In the trenches with our clients: QR Network
December 7, 2010
Mr Geoffrey Thomas Spargo v QR Network Pty Ltd [2010] FWA 7822
The employee's employment was terminated based on the breach of his employer's Electronic Communications Policy. The employee had forwarded e-mails of an inappropriate nature to a significant number of recipients.
The employer had very strong policy guidelines with regards to employees' use of its computer system in the workplace and had taken extensive steps to educate employees in the use of its computer systems.
The employer's policy identified the categories of inappropriate material, examples of which included:
- Pornographic/sexually explicit material
- Sexually implicit material
- Cruel, malicious, or violent material; and
- Other categories
The employer's policy was quite clear that this type of material cannot be created, copied, accessed, downloaded, displayed, stored or sent.

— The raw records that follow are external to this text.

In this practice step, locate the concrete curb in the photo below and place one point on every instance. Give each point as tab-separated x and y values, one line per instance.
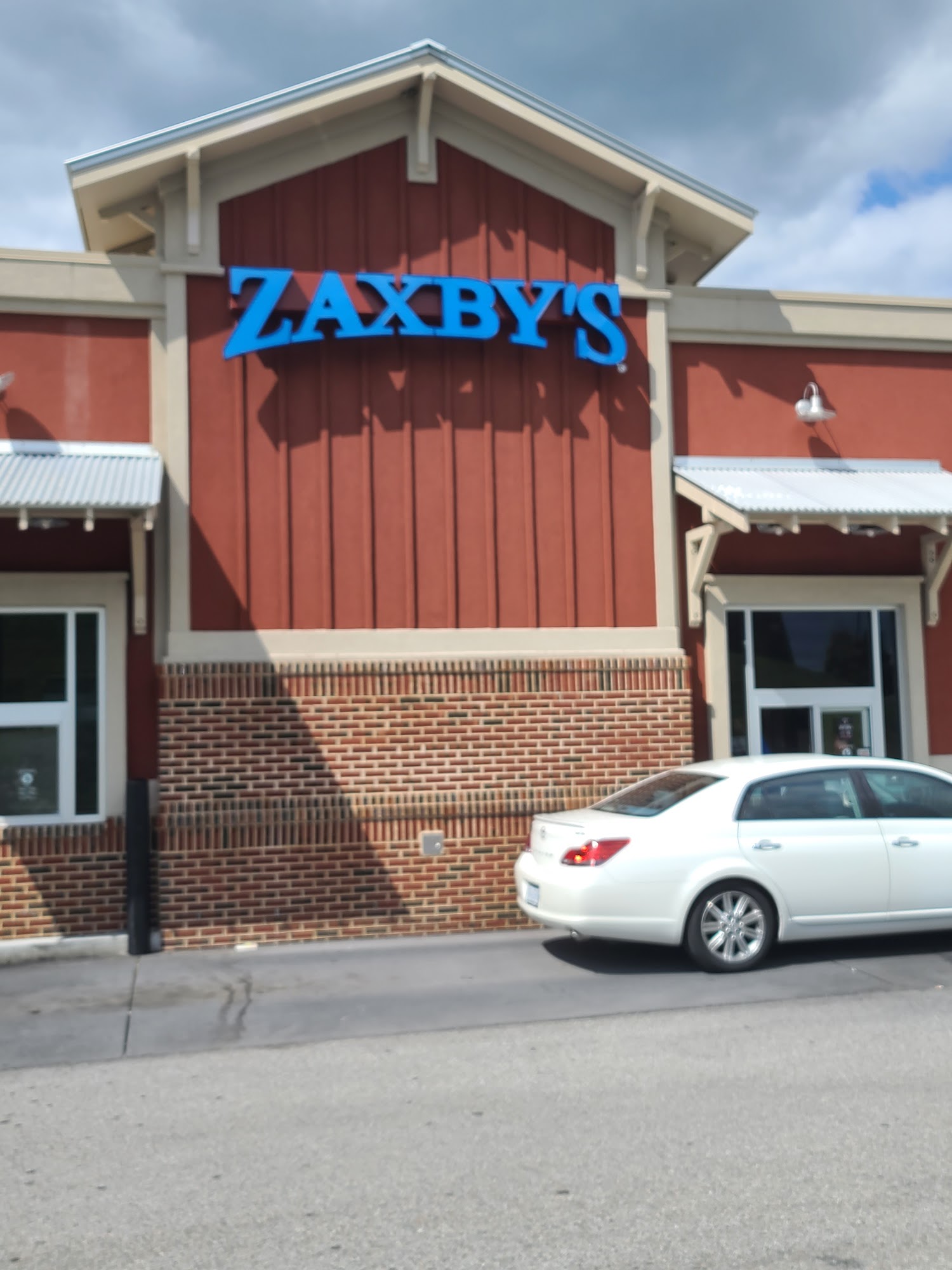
50	948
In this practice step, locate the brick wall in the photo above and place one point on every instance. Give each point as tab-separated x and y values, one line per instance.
63	881
293	798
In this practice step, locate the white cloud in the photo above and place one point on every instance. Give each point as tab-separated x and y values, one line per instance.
888	251
790	107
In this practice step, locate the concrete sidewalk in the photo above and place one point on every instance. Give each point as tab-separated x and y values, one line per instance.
177	1003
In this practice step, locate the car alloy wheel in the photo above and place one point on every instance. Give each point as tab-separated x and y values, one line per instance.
731	928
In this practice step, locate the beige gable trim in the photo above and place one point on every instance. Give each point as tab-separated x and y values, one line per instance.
77	284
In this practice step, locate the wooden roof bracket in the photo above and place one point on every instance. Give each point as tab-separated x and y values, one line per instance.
194	203
422	152
937	561
644	215
700	547
139	571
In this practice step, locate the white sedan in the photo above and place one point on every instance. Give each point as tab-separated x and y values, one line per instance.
729	857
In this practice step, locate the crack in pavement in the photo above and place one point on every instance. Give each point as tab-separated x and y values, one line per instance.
129	1012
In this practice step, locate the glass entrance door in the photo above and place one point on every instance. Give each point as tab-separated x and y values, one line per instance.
813	681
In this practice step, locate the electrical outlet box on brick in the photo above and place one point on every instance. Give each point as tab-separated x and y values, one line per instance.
432	843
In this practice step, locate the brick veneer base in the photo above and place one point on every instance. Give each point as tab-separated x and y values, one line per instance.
293	798
63	881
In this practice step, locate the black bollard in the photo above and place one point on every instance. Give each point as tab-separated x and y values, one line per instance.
139	868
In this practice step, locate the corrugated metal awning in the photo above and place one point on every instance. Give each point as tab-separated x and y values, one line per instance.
79	477
865	497
821	490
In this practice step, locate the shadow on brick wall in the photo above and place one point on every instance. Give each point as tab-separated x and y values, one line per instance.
63	881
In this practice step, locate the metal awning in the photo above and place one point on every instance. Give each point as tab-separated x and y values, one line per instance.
43	481
779	496
78	477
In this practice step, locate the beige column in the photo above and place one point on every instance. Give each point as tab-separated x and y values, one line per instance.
177	450
659	361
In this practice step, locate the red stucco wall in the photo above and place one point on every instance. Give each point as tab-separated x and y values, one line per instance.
78	379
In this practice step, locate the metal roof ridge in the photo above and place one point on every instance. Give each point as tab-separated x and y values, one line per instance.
91	449
715	463
402	57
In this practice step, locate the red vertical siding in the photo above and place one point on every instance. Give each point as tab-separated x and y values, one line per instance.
78	379
409	483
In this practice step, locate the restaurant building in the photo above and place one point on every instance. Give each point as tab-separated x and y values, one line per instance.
381	474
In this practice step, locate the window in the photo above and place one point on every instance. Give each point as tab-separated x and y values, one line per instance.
657	794
819	650
805	797
911	794
51	712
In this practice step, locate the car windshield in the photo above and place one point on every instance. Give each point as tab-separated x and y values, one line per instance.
656	794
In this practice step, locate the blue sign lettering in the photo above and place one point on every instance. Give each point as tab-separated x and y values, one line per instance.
469	311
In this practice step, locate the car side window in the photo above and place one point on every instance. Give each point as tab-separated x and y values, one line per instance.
909	794
803	797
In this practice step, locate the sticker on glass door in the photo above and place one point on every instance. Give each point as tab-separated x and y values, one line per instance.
846	733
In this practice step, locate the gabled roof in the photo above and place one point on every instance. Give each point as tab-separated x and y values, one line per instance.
106	178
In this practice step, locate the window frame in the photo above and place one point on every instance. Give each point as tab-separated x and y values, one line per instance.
63	716
821	591
863	778
864	797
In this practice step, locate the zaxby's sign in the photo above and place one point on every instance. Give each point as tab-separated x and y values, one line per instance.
367	305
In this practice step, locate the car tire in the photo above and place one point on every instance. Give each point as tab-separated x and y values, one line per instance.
732	928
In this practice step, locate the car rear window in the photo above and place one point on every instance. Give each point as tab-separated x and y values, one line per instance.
656	794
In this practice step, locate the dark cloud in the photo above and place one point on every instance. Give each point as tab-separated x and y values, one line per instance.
734	92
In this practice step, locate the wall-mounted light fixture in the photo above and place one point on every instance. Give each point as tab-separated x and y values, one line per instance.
866	531
810	407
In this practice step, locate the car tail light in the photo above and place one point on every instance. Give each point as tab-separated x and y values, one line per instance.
595	853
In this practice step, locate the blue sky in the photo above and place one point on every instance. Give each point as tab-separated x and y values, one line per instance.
897	187
833	120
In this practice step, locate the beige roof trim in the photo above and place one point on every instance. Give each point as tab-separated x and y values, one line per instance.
126	176
81	284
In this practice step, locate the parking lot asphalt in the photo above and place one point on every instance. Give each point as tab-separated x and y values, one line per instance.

The employee, in support of his claim for reinstatement, claimed the following:
- He had been employed by the employer for over 39 years
- He had a clean record with no prior disciplinary infringements
- He had never accessed pornographic material nor did he believe the material he had accessed was inappropriate
- The employer had applied an excessively conservative standard with regard to the material which was found on his computer; and
- The real test to be adopted was that of the employee in assessing whether or not the material is inappropriate.

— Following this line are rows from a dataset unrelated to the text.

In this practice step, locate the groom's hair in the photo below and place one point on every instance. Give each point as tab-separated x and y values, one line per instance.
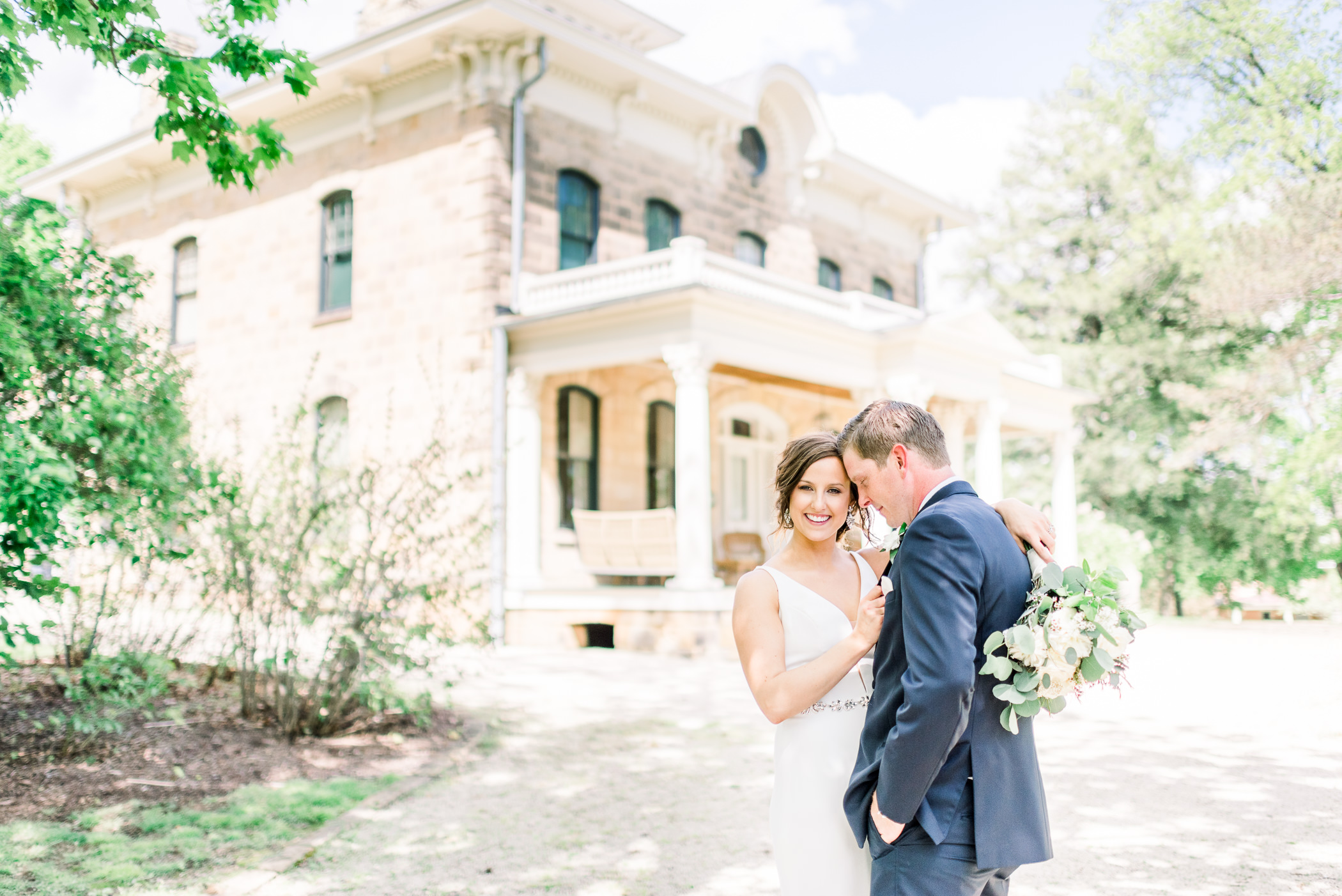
883	424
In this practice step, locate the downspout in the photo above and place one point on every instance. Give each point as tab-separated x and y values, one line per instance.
498	436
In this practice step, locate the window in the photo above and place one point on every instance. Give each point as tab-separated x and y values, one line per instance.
749	249
661	455
184	293
337	251
831	277
662	222
753	152
579	429
580	216
332	451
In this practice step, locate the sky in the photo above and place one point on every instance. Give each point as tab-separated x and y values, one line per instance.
936	91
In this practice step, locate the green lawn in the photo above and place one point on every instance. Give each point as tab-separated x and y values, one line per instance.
132	841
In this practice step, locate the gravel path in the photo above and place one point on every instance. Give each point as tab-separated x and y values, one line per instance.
610	773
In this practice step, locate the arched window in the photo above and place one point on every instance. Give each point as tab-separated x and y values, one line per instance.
579	443
662	222
184	291
753	152
580	218
661	455
750	249
831	277
332	450
337	251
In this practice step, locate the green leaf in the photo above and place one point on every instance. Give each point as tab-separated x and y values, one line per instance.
1026	682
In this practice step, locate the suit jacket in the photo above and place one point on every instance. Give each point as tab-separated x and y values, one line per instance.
933	721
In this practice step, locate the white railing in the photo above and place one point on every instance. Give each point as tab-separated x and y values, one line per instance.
689	263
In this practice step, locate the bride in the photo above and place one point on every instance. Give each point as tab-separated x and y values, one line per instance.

Deputy President Swan of Fair Work Australia found that:
"The standard is set by the respondent, and that standard, provided it is lawful, clear and unambiguous, is the one to which adherence must be given". "There is no question whatsoever that the images in question are inappropriate and breached the respondent's policies".

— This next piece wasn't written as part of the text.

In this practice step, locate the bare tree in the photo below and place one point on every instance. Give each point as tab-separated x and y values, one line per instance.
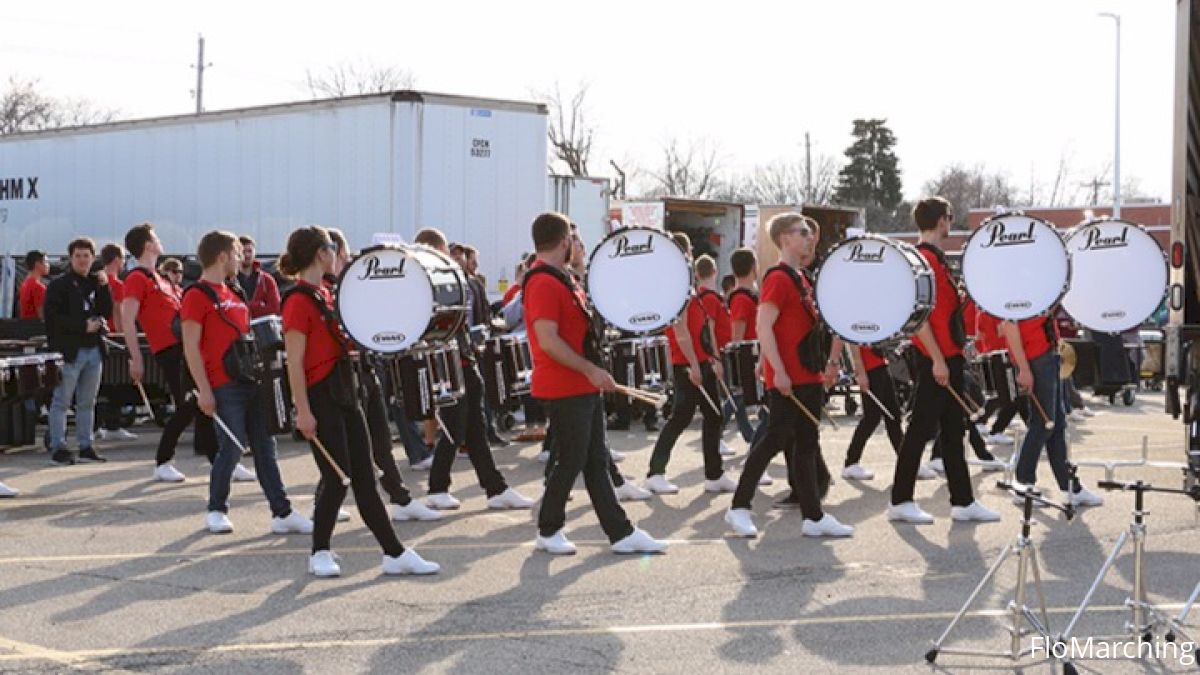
349	79
570	130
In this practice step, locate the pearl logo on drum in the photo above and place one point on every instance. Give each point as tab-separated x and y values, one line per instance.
1002	237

"It is not accepted that the respondent has taken a conservative approach to these matters. What is evident is that the respondent's policies were fair, clear, and unambiguous and failure by employees to adhere to such policies have the potential to create an environment which could undermine acceptable standards of behaviour in the workplace and create an environment conducive to harassment and discrimination." [Wake v Queensland Rail (PR974391) A Full Bench Decision of the Australian Industrial Relations Commission]
Further:
"The breach of the employer's policies by the applicant warrants the action taken by the respondent in terminating his employment".
The key learnings for employers from this case are as follows:
- Employers are entitled to set the rules regarding employees use of the employer's computer systems in the workplace.
- Provided the standard set by the employer is lawful, clear and unambiguous then employees must adhere to the employer's standard.
- In order to withstand challenges, employers should educate their employees on the appropriate policies and consequences of breach of those policies.
- The mere fact that an employee has a clean record with extensive years of service, does not afford the employee immunity from adhering to the employer's policies.